2013-06-08
The Flickr redesign and knowing your site's focus
You may have heard that Flickr recently did a major site redesign that significantly changed the look and the experience of the site (of course many long-term users are up in arms over it). I'm not sure how I feel about it myself, but after interacting with the new Flickr for a while I've realized something: the new Flickr is very strongly focused on looking at photographs.
This might sound obvious, but the old Flickr wasn't this way. The easiest way to explain it is to say that the old Flickr showed you a lot of distractions. For example when you were looking at a single photograph the page had the photograph in a relatively modest size and then a lot of both empty space and other stuff (there was various photo information, groups, tags, and other stuff on the right and the description and comments below the picture, all routinely visible in a normally sized browser window). In the new Flickr, almost all you see on an individual photo page is the photograph itself; everything else has been removed, pushed 'below the fold' where you have to scroll to see it, or minimized. A similar transformation has happened to the various sorts of index pages (eg sets), where now almost all of their space is filled with photographs instead of anything else (and photographs are now presented uncropped; they used to be usually shown in cropped-to-square thumbnails).
The old Flickr didn't have a clear focus. It was about photographs, sure, but it was also about information about photographs and comments on them and so on and so forth. The new Flickr still has those other things but now its focus is clearly on looking at the photographs, to the point where you have to go out of your way to see much else. I suspect that it's successful at this and a good part of me thinks that it's more interesting and useful now.

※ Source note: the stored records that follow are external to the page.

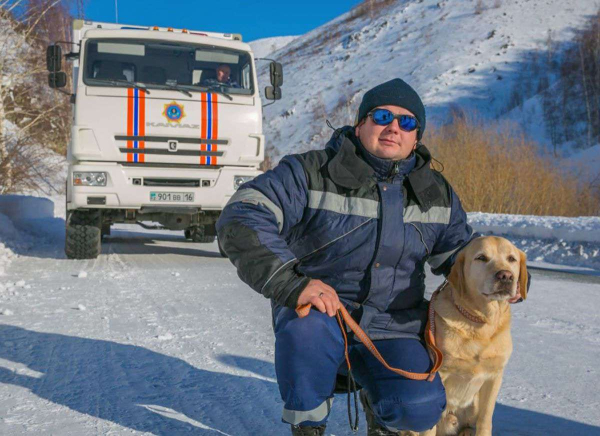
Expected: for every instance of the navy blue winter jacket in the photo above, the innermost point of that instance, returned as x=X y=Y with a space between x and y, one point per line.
x=363 y=225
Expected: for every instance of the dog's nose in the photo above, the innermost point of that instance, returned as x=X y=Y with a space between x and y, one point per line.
x=504 y=275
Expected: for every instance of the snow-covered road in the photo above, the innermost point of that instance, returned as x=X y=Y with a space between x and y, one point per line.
x=159 y=336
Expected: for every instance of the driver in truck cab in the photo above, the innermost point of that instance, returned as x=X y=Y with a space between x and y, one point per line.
x=222 y=77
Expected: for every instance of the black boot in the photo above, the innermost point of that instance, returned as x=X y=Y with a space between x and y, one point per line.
x=373 y=427
x=308 y=431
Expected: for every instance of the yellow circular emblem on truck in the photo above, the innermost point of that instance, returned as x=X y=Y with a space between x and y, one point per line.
x=173 y=112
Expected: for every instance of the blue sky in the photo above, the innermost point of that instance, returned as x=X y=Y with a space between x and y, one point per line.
x=253 y=19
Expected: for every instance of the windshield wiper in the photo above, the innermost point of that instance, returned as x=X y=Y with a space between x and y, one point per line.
x=117 y=82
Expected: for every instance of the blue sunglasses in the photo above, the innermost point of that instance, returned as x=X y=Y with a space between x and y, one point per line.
x=384 y=117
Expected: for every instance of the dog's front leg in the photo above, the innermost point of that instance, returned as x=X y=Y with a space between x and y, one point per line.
x=487 y=401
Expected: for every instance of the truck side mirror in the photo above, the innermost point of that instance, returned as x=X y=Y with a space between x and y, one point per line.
x=276 y=74
x=57 y=80
x=54 y=58
x=273 y=93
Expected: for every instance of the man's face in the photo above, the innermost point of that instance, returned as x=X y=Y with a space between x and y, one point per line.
x=387 y=142
x=223 y=73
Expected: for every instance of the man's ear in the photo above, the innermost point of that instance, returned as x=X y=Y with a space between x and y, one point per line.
x=457 y=274
x=523 y=275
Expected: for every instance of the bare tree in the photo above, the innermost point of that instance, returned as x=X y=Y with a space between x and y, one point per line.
x=30 y=113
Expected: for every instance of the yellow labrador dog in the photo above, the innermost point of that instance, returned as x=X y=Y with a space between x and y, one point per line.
x=472 y=329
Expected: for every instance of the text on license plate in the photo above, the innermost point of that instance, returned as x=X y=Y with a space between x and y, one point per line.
x=181 y=197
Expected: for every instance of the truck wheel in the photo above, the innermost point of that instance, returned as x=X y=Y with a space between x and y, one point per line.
x=83 y=238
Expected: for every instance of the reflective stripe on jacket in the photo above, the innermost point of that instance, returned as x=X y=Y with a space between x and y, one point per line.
x=332 y=215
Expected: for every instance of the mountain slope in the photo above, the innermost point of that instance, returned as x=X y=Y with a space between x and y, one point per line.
x=452 y=53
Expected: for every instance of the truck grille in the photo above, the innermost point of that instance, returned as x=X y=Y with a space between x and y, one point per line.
x=186 y=183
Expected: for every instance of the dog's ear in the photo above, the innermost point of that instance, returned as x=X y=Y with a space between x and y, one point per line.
x=523 y=275
x=457 y=273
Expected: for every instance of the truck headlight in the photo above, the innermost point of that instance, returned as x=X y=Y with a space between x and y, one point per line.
x=240 y=180
x=89 y=179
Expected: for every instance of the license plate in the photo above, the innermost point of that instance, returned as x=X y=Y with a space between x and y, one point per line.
x=174 y=197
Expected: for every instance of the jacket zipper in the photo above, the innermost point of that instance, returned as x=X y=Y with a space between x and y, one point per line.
x=422 y=238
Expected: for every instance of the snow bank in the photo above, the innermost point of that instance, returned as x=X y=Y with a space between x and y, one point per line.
x=33 y=215
x=26 y=223
x=582 y=229
x=551 y=240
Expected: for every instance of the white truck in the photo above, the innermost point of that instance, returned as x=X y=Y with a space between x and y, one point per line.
x=167 y=125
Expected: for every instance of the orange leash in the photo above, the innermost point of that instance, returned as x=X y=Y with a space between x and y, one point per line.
x=436 y=354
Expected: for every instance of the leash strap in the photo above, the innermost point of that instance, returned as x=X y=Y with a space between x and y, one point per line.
x=436 y=354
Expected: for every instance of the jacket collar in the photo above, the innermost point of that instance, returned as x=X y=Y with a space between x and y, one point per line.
x=349 y=168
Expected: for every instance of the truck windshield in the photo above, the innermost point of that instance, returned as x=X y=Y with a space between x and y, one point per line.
x=167 y=65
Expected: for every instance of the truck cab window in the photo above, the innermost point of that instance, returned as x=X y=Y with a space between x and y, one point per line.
x=158 y=64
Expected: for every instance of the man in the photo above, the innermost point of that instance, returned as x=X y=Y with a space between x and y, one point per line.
x=352 y=224
x=222 y=78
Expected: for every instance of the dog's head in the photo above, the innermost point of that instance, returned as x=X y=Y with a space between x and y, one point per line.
x=491 y=267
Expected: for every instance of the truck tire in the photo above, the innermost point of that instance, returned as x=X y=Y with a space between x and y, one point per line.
x=83 y=236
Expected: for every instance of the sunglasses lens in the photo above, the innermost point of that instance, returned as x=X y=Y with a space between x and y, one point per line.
x=382 y=117
x=408 y=123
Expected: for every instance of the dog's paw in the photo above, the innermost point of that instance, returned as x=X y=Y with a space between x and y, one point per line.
x=468 y=431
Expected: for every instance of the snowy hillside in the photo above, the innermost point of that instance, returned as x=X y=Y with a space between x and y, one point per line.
x=159 y=336
x=451 y=52
x=265 y=46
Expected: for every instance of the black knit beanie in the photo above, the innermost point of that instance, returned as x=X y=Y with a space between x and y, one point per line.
x=395 y=92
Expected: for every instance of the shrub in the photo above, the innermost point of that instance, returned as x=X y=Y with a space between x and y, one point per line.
x=495 y=170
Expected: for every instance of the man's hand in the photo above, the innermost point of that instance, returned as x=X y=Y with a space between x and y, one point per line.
x=321 y=296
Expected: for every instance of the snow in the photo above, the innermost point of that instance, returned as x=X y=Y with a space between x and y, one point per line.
x=161 y=337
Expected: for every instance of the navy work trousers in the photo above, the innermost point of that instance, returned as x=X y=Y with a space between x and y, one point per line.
x=309 y=352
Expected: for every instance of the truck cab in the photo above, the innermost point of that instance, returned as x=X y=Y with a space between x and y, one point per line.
x=167 y=125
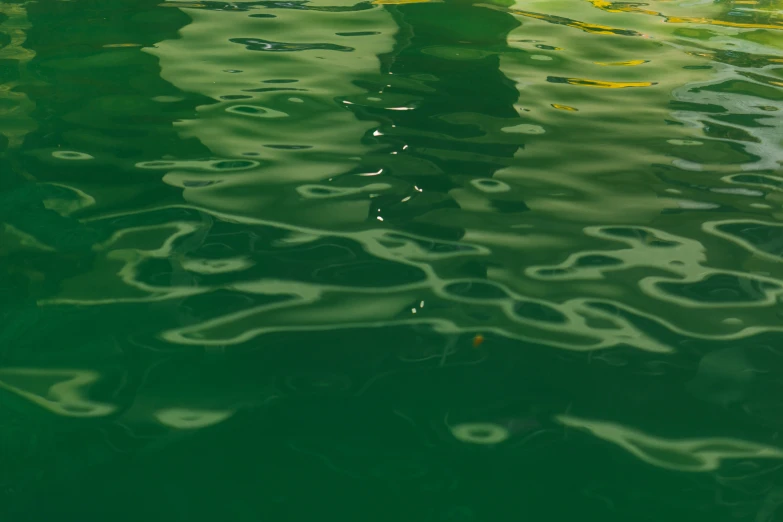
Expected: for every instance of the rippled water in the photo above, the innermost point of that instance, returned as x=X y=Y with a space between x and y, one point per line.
x=391 y=260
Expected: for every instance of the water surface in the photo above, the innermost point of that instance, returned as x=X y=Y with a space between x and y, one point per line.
x=391 y=260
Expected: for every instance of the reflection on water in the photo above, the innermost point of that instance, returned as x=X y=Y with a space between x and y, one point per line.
x=255 y=240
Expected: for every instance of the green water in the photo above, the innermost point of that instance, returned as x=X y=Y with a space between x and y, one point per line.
x=249 y=252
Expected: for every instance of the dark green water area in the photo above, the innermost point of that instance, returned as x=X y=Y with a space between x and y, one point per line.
x=391 y=261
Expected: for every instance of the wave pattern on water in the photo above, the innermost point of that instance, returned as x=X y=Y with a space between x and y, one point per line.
x=210 y=209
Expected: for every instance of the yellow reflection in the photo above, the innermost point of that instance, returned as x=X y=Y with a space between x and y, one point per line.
x=708 y=21
x=702 y=454
x=620 y=7
x=606 y=85
x=584 y=26
x=626 y=63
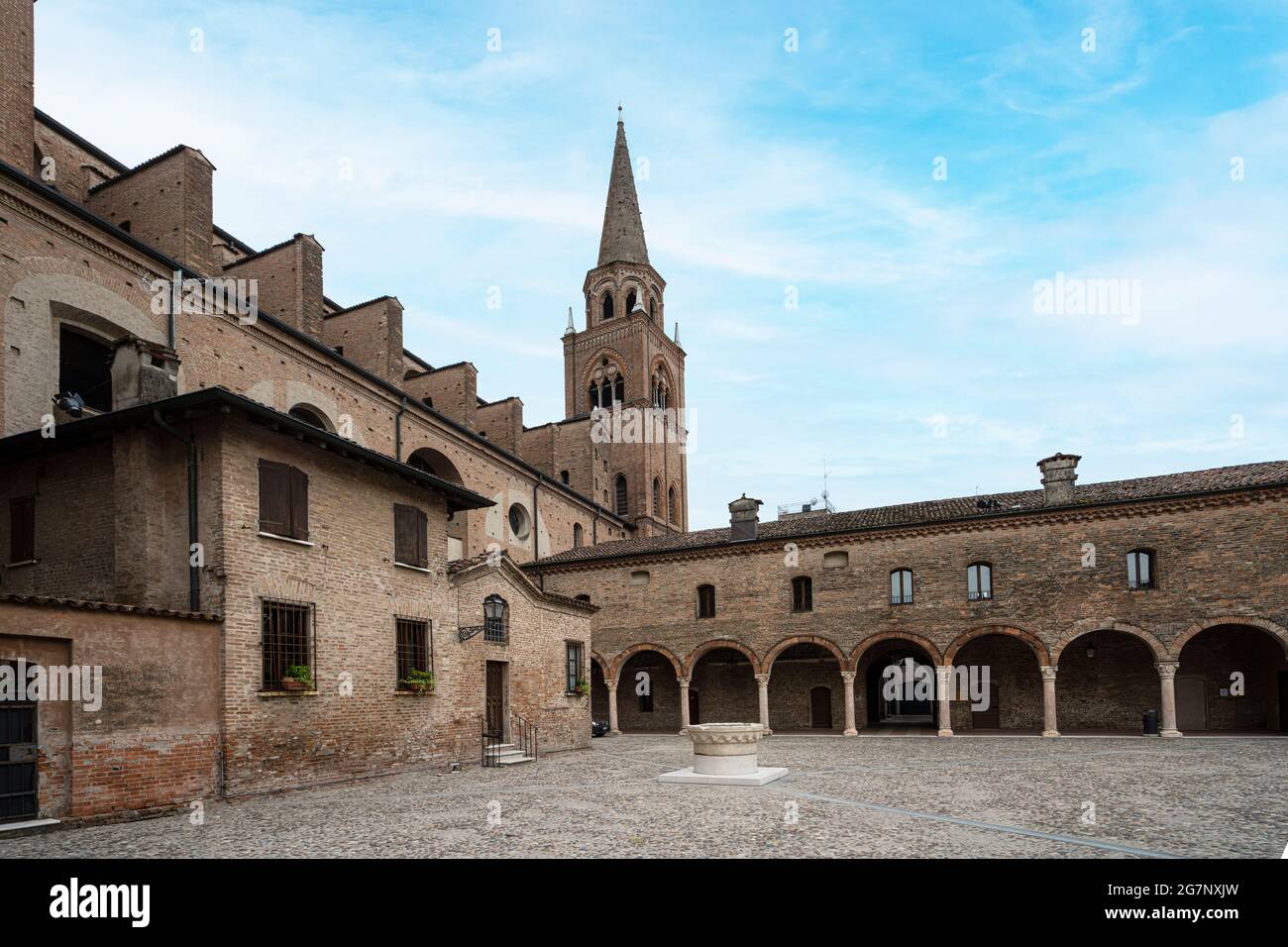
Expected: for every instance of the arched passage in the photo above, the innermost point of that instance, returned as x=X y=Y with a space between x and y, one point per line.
x=1233 y=676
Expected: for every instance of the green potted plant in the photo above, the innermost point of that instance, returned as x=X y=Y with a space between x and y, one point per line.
x=297 y=678
x=420 y=684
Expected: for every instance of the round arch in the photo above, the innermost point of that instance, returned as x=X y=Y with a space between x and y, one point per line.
x=805 y=639
x=622 y=657
x=1035 y=643
x=1270 y=628
x=1085 y=628
x=862 y=647
x=696 y=655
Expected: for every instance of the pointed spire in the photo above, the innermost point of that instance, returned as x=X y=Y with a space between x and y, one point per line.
x=622 y=240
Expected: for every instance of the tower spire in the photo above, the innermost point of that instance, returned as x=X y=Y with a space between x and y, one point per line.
x=622 y=239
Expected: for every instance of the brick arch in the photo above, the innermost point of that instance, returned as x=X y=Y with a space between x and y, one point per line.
x=1270 y=628
x=805 y=639
x=696 y=655
x=861 y=648
x=1035 y=643
x=1085 y=628
x=622 y=657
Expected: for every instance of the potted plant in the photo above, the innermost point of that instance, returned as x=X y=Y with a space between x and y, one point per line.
x=420 y=684
x=297 y=678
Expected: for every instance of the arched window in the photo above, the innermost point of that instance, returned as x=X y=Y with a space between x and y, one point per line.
x=901 y=587
x=979 y=581
x=706 y=600
x=1140 y=570
x=496 y=618
x=803 y=594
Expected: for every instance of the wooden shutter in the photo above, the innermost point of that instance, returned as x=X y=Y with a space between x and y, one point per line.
x=22 y=528
x=274 y=497
x=299 y=504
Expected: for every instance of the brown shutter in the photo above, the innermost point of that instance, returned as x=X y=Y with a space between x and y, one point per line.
x=274 y=497
x=299 y=504
x=22 y=528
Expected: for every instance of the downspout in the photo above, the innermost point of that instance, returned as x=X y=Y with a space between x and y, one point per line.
x=193 y=571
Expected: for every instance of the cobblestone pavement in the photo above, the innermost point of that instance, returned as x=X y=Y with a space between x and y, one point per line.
x=893 y=797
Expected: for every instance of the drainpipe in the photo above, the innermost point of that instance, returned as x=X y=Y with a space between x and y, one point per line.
x=193 y=571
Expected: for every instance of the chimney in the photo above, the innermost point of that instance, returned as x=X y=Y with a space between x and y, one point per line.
x=17 y=76
x=1059 y=472
x=743 y=518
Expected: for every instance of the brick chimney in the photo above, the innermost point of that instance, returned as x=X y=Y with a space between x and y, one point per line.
x=17 y=76
x=743 y=518
x=1059 y=474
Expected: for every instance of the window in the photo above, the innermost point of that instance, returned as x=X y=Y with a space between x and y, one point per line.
x=901 y=587
x=496 y=618
x=415 y=650
x=706 y=600
x=979 y=581
x=85 y=368
x=803 y=594
x=575 y=651
x=283 y=500
x=1140 y=570
x=619 y=495
x=22 y=528
x=411 y=543
x=286 y=641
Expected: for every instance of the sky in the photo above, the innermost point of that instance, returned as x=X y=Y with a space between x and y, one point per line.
x=857 y=209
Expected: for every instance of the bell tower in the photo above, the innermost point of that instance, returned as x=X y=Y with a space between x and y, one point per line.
x=622 y=360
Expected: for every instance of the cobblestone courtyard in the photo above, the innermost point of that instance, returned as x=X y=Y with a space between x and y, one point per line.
x=879 y=797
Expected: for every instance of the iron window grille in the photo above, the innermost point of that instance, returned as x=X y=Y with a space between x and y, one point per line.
x=415 y=648
x=287 y=639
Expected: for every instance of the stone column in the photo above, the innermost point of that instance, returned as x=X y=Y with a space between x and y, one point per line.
x=612 y=705
x=848 y=677
x=763 y=681
x=944 y=676
x=1167 y=677
x=1048 y=720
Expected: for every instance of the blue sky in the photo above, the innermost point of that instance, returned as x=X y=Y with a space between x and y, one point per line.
x=914 y=361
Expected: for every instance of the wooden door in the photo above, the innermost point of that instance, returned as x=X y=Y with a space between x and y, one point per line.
x=494 y=698
x=820 y=707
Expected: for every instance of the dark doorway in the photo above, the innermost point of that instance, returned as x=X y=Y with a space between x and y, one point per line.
x=494 y=698
x=820 y=707
x=17 y=761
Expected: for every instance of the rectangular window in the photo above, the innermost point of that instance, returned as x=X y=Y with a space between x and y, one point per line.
x=411 y=532
x=575 y=659
x=286 y=641
x=22 y=528
x=283 y=500
x=415 y=650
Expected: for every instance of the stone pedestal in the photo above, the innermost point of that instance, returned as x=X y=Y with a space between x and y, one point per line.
x=725 y=754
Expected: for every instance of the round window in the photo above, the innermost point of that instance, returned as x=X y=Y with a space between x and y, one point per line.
x=519 y=522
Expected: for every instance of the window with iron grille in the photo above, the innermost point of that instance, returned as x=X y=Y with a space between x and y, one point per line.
x=286 y=641
x=803 y=594
x=575 y=654
x=979 y=581
x=22 y=528
x=415 y=648
x=706 y=600
x=411 y=536
x=496 y=618
x=901 y=587
x=283 y=500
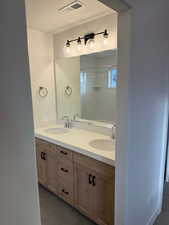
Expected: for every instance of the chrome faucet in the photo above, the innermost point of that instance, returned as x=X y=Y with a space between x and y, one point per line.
x=68 y=123
x=113 y=132
x=75 y=116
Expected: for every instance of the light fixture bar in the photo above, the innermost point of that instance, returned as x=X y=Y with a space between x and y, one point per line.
x=88 y=36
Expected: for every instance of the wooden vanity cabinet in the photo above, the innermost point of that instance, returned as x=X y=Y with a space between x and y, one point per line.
x=84 y=190
x=103 y=198
x=52 y=168
x=94 y=189
x=83 y=182
x=41 y=154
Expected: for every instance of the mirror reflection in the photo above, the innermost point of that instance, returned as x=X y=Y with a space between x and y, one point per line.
x=86 y=87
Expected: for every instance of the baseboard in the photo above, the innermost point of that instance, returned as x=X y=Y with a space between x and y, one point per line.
x=154 y=217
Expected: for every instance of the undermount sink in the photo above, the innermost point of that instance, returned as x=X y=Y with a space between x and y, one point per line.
x=102 y=144
x=59 y=130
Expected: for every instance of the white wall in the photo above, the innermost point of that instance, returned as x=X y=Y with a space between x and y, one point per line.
x=67 y=72
x=19 y=192
x=98 y=103
x=41 y=60
x=99 y=25
x=142 y=111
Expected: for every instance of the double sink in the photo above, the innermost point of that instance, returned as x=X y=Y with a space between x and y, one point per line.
x=101 y=144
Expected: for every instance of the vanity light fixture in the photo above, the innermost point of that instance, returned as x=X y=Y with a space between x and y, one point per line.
x=79 y=44
x=105 y=37
x=68 y=47
x=89 y=40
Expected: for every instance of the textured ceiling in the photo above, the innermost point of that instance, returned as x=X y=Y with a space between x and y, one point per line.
x=44 y=14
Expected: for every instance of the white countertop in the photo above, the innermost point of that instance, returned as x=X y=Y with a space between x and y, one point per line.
x=78 y=140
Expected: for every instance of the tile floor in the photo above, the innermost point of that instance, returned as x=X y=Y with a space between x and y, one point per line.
x=163 y=218
x=55 y=211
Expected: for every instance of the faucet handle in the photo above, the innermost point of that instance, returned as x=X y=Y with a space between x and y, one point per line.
x=75 y=116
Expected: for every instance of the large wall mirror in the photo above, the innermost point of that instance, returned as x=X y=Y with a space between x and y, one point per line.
x=86 y=86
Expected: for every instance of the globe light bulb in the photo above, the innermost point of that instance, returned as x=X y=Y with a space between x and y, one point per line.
x=68 y=47
x=79 y=45
x=105 y=37
x=91 y=44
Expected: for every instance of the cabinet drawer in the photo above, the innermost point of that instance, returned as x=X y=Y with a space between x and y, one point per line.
x=65 y=169
x=65 y=190
x=52 y=151
x=41 y=144
x=102 y=168
x=64 y=153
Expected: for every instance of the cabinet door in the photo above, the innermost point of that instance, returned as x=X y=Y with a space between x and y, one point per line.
x=103 y=199
x=41 y=163
x=52 y=173
x=84 y=190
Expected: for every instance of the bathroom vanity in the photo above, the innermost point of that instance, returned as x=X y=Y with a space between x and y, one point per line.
x=79 y=174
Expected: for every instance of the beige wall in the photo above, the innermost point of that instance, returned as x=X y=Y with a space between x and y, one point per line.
x=68 y=74
x=40 y=46
x=19 y=203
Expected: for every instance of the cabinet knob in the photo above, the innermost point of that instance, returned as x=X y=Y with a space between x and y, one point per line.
x=64 y=153
x=43 y=155
x=64 y=170
x=65 y=192
x=90 y=179
x=94 y=181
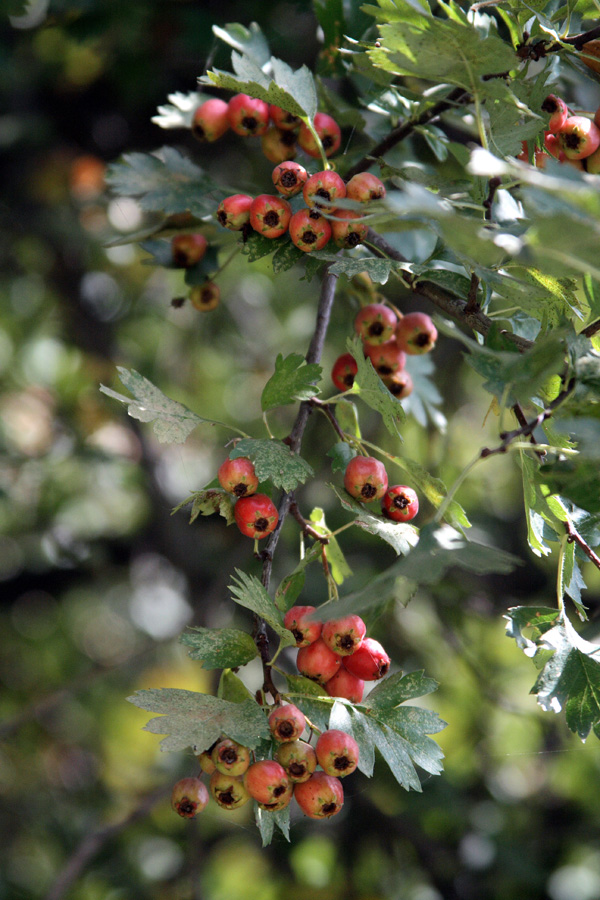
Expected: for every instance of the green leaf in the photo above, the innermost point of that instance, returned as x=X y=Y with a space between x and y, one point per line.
x=207 y=502
x=192 y=719
x=369 y=386
x=219 y=648
x=173 y=421
x=399 y=535
x=249 y=592
x=292 y=91
x=275 y=461
x=294 y=379
x=164 y=181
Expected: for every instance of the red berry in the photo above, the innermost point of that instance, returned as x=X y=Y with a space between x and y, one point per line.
x=287 y=723
x=289 y=178
x=248 y=116
x=318 y=662
x=228 y=790
x=337 y=753
x=283 y=119
x=364 y=187
x=329 y=133
x=256 y=516
x=327 y=186
x=205 y=296
x=266 y=780
x=344 y=635
x=365 y=478
x=345 y=684
x=298 y=759
x=301 y=622
x=234 y=212
x=344 y=371
x=321 y=797
x=375 y=323
x=188 y=249
x=309 y=230
x=189 y=797
x=237 y=476
x=416 y=333
x=579 y=137
x=277 y=145
x=400 y=503
x=370 y=662
x=229 y=757
x=557 y=108
x=346 y=229
x=210 y=120
x=270 y=215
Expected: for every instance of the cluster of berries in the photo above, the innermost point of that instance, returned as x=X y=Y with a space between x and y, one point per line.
x=251 y=117
x=571 y=139
x=292 y=772
x=315 y=224
x=387 y=338
x=255 y=514
x=336 y=653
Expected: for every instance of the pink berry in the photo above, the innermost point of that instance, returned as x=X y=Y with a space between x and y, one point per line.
x=345 y=684
x=318 y=662
x=301 y=622
x=237 y=476
x=337 y=753
x=416 y=333
x=344 y=635
x=321 y=797
x=189 y=797
x=370 y=662
x=365 y=478
x=210 y=121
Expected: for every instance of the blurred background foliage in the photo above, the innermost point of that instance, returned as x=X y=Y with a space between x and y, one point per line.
x=98 y=579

In a way I'm lucky in that I don't generally deal with the sort of web sites where we should be worrying a lot about this. But that's probably too narrow a reading of this particular lesson; for example, we have a support site here and I don't think we've ever tried to sit down and figure out what its focus is.
(You can argue that this is in fact a central issue in the wiki approach to building websites. Unless it's carefully curated a wiki is just a pile of information emptied into a pile of pages and thus doesn't really have any sort of focus as such. It's just a database and a jumble.)
(This is of course related to recent ruminations on blog design issues and in fact Matt Gemmell's original article is called Designing blogs for readers. If you take it seriously, there's your focus right there.)